Building sector firms have been paying into the Construction Industry Training Board (CITB) levy for half a century, so might have a rough idea what to expect from the government’s large employer apprenticeship levy. However, it hasn’t been clear jst how they feel about the possibility of having to fork out for two training levies — until now, as Steve Radley explains.

With the deadline for the government’s consultation on its proposed apprenticeship levy passing today, we will soon hear what businesses think about the plans. Finding this out has not been easy.

Apart from the short timeframe allotted, details remain sketchy about how it will work, who will pay it — with the government not yet clear on how it defines a large employer (usually 250 employees and upwards) — and what rate they will pay.

Despite this, our conversations with construction employers and a survey of the larger ones have told us quite a lot.

Their views have important implications for how to ensure the apprenticeship levy meets the government’s objectives.

In many ways construction is quite different from other industries. In particular, nearly half (46 per cent) of the sector’s apprenticeships are delivered by firms employing nine people or fewer.

But there’s much to learn from construction firms, which have been contributing to the CITB levy for the past 50 years.

Both levies relate to apprenticeships and it’s rare to find anyone who’s happy to pay for the same thing twice

Not surprisingly, only a minority of firms — a quarter of those who felt able to express an opinion — were prepared to pay both the new apprenticeship levy and CITB’s at its full rate.

The two levies are quite different. The government’s will fund the costs of training apprentices in large firms, while CITB’s covers all the other costs of an apprenticeship, supports firms of all sizes and the full range of training that the industry does.

Yet both levies relate to apprenticeships and it’s rare to find anyone who’s happy to pay for the same thing twice. Indeed, we believe that this figure would drop well below 25 per cent once large firms realise that they must meet the full cost of training an apprentice via the new levy, and when the government sets out the rate.

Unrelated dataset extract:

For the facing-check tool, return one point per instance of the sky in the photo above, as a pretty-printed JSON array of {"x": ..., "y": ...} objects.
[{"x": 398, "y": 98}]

More interestingly, only 17 per cent wanted to pay just the apprenticeship levy and the most popular option favoured by nearly six out of ten (59 per cent), was to pay the new levy plus CITB’s levy at a reduced rate, with a modified level of CITB services.

This might seem an odd result given the potential costs and administration associated with paying two levies. But with the survey also showing that nine out of ten large firms (88 per cent) support CITB’s levy-grant system, the results are not that surprising.

Beyond the exact future of the construction levy, there are some important lessons to learn in implementing the apprenticeship levy.

The first is that employers need to see what they pay going back into training. The body running the new levy should aim to match the 2.1 per cent rate it costs to collect and distribute CITB’s system.

Employers must also be confident that the money raised will be ring-fenced to support training as it is in construction’s.

Second, as with CITB’s levy and grant, industry must feel a sense of ownership.

With the apprenticeship levy, industry should decide on the design of new standards and the price of different frameworks.

As with CITB’s levy, this is industry’s money and it should decide how it is spent.

Finally, support for CITB’s levy reflect employers’ shared interest in developing a skilled workforce for the construction industry. In the same way, the apprenticeship levy must not get in the way of how large firms in a variety of sectors seek to work with their supply chains to train apprenticeships.

The final lesson, and a hard-learned one for CITB, is to keep the apprenticeship levy simple.

Over the past year I have spoken to countless employers who are frustrated by our bureaucracy and we are now working hard to strip it out. But better still to stop it getting there in the first place.

The apprenticeship levy is a new measure that will have to work hard to win friends, just as has CITB’s to keep them. But by making it ring-fenced, industry-owned and simple, the government can give it a fighting chance.